Here are some other key considerations:
Personal loan fees
Personal loans often charge origination fees. These can run as high as about 10 percent, so it’s important to shop around for the best deal. Origination fees are typically deducted from the amount you borrow, so if you’re charged a 10 percent fee and want to pay off $5,474 in credit card debt, you would actually have to ask for around $6,000 — including the fee.
Because of that, you might be better off applying for a personal loan with a lower origination fee, even if the interest rate is slightly higher. Some personal lenders don’t charge origination fees at all.
Consider other fees, too, such as prepayment fees (you’ll definitely want to avoid those if you plan on paying off the loan ahead of schedule). And recognize that interest rates can vary widely.
While some personal loans charge as little as 6 or 7 percent, the average is 10.60 percent. And the high end of the range — which represents what people with lower credit scores are charged — can exceed 30 percent in some cases.
Alternatives to personal loans
If your credit score needs some work, a debt management plan offered by a reputable nonprofit credit counseling agency might be a better choice. Money Management International, for instance, can often negotiate with your creditors and arrange a 6 percent rate over four or five years. That’s similar to the personal loan terms that are typically reserved for borrowers with the best credit, but nonprofit credit counseling agencies don’t require you to have stellar credit.
The average set-up fee for Money Management International’s debt management plans is $33, and the average monthly fee is $25. These can be a great deal. It’s worth noting that clients are generally expected to close the credit card accounts that they’re paying off. That may sound like tough love, but it can also be a beneficial way to set you up for success.
Another useful form of debt consolidation is to sign up for a 0 percent APR balance transfer credit card. These allow you to move your high-cost debt from one or more credit cards over to a new card that doesn’t charge interest, for up to 21 months. The main drawback is that this term is much shorter than many personal loans and debt management plans. The biggest advantage is you can completely avoid interest for nearly two years in some cases. Note that the typical balance transfer fee ranges from 3 to 5 percent, which runs between $164 and $274 in our example involving the average credit card balance of $5,474.
If you have a 21-month interest-free balance transfer offer and make equal monthly payments, you would need to pay about $261 per month in order to completely retire that $5,474 debt by the end of the term.
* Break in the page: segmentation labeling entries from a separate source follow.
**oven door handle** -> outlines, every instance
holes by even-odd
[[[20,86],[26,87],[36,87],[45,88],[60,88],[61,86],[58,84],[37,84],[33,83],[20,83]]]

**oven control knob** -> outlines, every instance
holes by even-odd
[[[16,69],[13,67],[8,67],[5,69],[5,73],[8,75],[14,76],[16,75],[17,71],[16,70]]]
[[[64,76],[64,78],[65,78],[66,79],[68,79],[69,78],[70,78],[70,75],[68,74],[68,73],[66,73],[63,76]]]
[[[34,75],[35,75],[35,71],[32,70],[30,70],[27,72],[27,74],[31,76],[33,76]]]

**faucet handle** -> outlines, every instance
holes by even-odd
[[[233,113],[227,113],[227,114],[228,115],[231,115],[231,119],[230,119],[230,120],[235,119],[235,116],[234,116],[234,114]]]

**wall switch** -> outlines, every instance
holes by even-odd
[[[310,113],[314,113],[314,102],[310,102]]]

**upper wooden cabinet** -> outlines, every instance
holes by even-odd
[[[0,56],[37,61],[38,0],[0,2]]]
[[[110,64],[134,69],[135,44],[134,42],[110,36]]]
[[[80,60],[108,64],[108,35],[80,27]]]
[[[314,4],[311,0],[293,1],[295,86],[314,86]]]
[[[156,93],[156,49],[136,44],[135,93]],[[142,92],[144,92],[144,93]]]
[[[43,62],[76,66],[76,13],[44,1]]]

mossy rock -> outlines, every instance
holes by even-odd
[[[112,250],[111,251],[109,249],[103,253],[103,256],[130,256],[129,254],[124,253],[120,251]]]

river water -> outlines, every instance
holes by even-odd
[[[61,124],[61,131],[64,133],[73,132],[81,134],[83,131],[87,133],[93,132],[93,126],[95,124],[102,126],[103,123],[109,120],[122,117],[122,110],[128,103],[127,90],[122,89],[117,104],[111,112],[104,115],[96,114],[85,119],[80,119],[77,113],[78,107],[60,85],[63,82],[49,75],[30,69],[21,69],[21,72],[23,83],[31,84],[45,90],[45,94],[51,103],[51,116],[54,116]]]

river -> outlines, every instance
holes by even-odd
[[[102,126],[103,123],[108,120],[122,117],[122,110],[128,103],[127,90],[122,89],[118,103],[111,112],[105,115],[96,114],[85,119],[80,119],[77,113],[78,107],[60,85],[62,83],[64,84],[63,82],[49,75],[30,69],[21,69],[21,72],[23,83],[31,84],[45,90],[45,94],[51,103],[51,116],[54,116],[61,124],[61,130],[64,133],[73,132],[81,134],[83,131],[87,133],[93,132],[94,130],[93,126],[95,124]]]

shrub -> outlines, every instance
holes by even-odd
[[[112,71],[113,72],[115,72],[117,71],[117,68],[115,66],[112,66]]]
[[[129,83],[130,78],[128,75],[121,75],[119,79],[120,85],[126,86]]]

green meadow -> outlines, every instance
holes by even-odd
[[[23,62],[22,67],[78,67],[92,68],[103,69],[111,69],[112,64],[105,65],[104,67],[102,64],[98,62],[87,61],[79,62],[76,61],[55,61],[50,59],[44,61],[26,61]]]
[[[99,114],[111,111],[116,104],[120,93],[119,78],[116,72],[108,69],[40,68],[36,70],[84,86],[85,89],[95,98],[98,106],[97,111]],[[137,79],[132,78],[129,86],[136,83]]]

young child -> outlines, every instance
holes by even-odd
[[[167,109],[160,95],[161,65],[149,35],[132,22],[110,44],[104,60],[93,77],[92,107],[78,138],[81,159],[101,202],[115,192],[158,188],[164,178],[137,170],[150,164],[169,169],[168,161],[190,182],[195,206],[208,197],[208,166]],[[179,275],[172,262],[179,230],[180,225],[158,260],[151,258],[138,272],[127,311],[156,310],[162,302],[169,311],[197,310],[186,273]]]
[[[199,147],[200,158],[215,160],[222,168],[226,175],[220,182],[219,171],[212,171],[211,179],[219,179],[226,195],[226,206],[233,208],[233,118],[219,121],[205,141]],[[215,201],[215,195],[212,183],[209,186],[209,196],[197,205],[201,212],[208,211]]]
That’s more than three times the monthly payment in the seven-year personal loan example, but you avoid interest entirely, and you’re debt free in a quarter of the time.
Balance transfer cards work best if you have good credit, are comfortable making these higher monthly payments and are a self-starter.
The bottom line
A personal loan might be your best option for paying down credit card debt if you have good credit and you’re comfortable managing your own finances, but you need a bit more time to knock out your balance. Personal loans tend to offer longer terms than 0 percent balance transfer credit cards.
Whichever debt payoff method you choose, make sure to keep your eyes on the prize. I suggest shifting your spending to a debit card or cash while you focus on knocking out your high-interest credit card debt. And forget about rewards for now, since it doesn’t make sense to pay 20 percent interest to get 2 percent cash back.
If you have credit card debt, seek the lowest interest rate for the longest period of time. For some people, that’s going to be a personal loan.